Practice: Reverse Consonants

In this assignment, we'll again apply the techniques learned so far by solving the "Reverse Consonants" problem. Try to solve the problem using the naive (brute-force) approach first, and then see if you can optimize the solution.

Problem Description

// Given a string `str`, reverse only all the consonants in the string and return it.
// Consonants are all alphabetic characters except for the vowels `'a'`, `'e'`, `'i'`,
// `'o'`, and `'u'`, which can appear in both lower and upper cases.
// The consonants can appear more than once in the string.

console.log(reverseConsonants("") === "");
console.log(reverseConsonants("s") === "s");
console.log(reverseConsonants("HELLO") === "LELHO");
console.log(reverseConsonants("leetcode") === "deectole");
console.log(reverseConsonants("example") === "elapmxe");
console.log(reverseConsonants("Consonants") === "sotnonasnC");

// All test cases should log true

Walkthrough & Solution

Use start-end pointer strategy.

The easiest way to find consonants is to create a string with all consonants and check whether the character is included in that string.

High Level

For this solution, we'll use the start-end pointer strategy. Our start pointer will move to towards the end of the string looking for consonants while our end pointer will move towards the beginning looking for consonants. Once each pointer has found a consonant, we'll swap those characters. Once start and end meet, we know we've processed the whole string.

Algorithm

We can define a helper function to check whether a character is a consonant. The toLowerCase() string method will be helpful for making this case-insensitive.

In the main function, we can follow these steps:

  1. Split the string into an array of characters.
  2. initialize start and end pointers to the beginning and end of the string, respectively.
  3. Move the start pointer to the right until we find a consonant.
  4. Move the end pointer to the left until we find a consonant.
  5. Swap the characters at start and end once both pointers are pointing to consonant characters.
  6. Increment start by 1 and decrement end by 1, so that we don't swap the same pair again.
  7. Repeat steps 3-6 until the start pointer becomes either equal to or greater than the end pointer. Once that happens, the reversal process is completed, and we can join the array and return the reversed string.

Time Complexity

Since we are making only one pass through the string, the time complexity is O(N).

Space Complexity

We are not using any additional space to solve the problem, which means that the auxiliary space complexity is constant, or O(1). Note that we are talking about auxiliary space complexity here, as we are not accounting for splitting the string into an array of characters. This is because strings are immutable in JavaScript, and we wouldn't be able to mutate them in any solution.


Walkthrough

Let's go through the example string HELLO step by step.
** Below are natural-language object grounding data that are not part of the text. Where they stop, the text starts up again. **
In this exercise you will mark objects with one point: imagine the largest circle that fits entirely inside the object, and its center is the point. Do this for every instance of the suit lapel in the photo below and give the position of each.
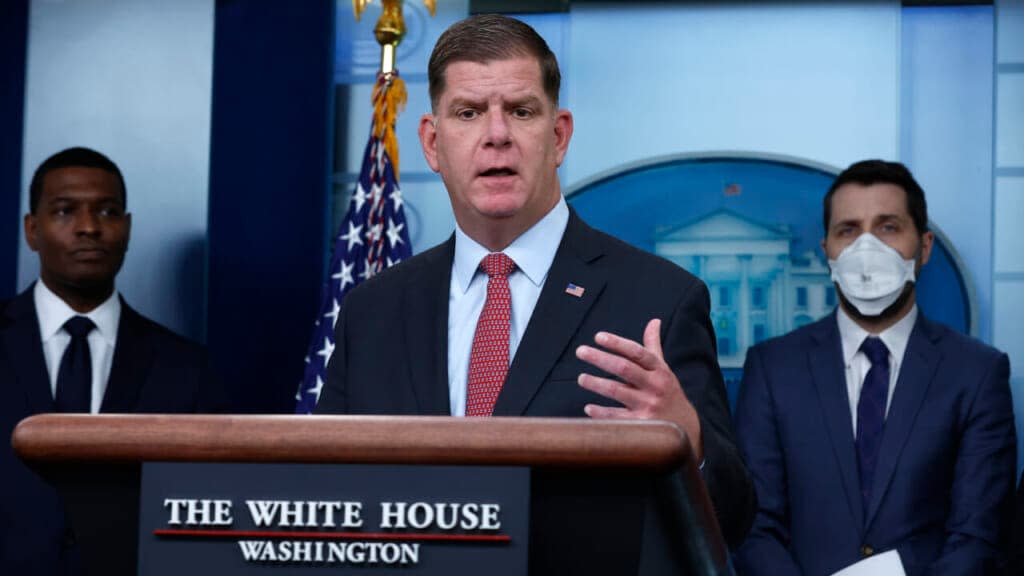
(425, 313)
(132, 359)
(825, 358)
(24, 346)
(920, 363)
(556, 317)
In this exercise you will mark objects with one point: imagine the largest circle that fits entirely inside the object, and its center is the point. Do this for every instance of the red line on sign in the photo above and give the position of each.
(335, 535)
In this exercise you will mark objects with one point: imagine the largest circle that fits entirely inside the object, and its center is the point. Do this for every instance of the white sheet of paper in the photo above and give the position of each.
(886, 564)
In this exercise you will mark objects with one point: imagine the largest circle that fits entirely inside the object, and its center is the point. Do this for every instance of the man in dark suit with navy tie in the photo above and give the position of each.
(70, 343)
(875, 430)
(526, 311)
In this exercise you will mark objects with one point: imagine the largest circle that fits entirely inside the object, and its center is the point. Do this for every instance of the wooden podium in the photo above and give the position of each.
(637, 478)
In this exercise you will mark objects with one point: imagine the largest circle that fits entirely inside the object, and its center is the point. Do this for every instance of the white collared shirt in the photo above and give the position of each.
(895, 337)
(52, 313)
(532, 253)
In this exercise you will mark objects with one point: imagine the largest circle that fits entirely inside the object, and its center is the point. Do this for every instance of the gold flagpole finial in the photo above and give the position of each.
(390, 28)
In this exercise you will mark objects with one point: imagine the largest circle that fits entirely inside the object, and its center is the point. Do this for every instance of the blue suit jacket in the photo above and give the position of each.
(154, 370)
(391, 355)
(943, 487)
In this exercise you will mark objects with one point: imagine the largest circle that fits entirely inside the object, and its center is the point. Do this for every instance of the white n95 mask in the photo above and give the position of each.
(870, 274)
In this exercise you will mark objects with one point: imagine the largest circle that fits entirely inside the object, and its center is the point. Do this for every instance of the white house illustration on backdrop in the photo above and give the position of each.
(758, 288)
Step 1: In the first step we are splitting the string into an array of characters and initializing two pointers start (s) at index 0, and end (e) at index 4.

Step 2: In the second step, we move the start pointer (s) until it reaches a consonant character. Since it is already pointing at a consonant, 'H', it remains where it is.

Step 3: Next, we move the end pointer (e) until it reaches a consonant character. We only have to decrement once and we reach 'L'.

Step 4: Now, when both pointers point to consonants, we swap those consonants.

Step 5: After swapping, we increment the start pointer by 1 and decrement the end pointer by 1.

Step 6: We repeat the process. First, we move the start pointer (s) until it reaches a consonant character. We increment it once to reach 'L'.

Step 7: Next, we would move the end pointer (e) until it reaches a consonant character. It's already pointing to 'L', so we leave it where it is.

Step 8: In the final step, both pointers point to consonants. However, since start and end pointers are equal, this means we are done with the reversal process, and we can join the array back into the string and return the reversed string.

const isConsonant = (char) => {
  return "bcdfghjklmnpqrstvwxyz".includes(char.toLowerCase());
};

function reverseConsonants(str) {
  let chars = str.split("");
  let s = 0;
  let e = str.length - 1;

  while (s < e) {
    if (!isConsonant(chars[s])) {
      s++;
      continue;
    }
    if (!isConsonant(chars[e])) {
      e--;
      continue;
    }
    [chars[s], chars[e]] = [chars[e], chars[s]];
    s++;
    e--;
  }

  return chars.join("");
}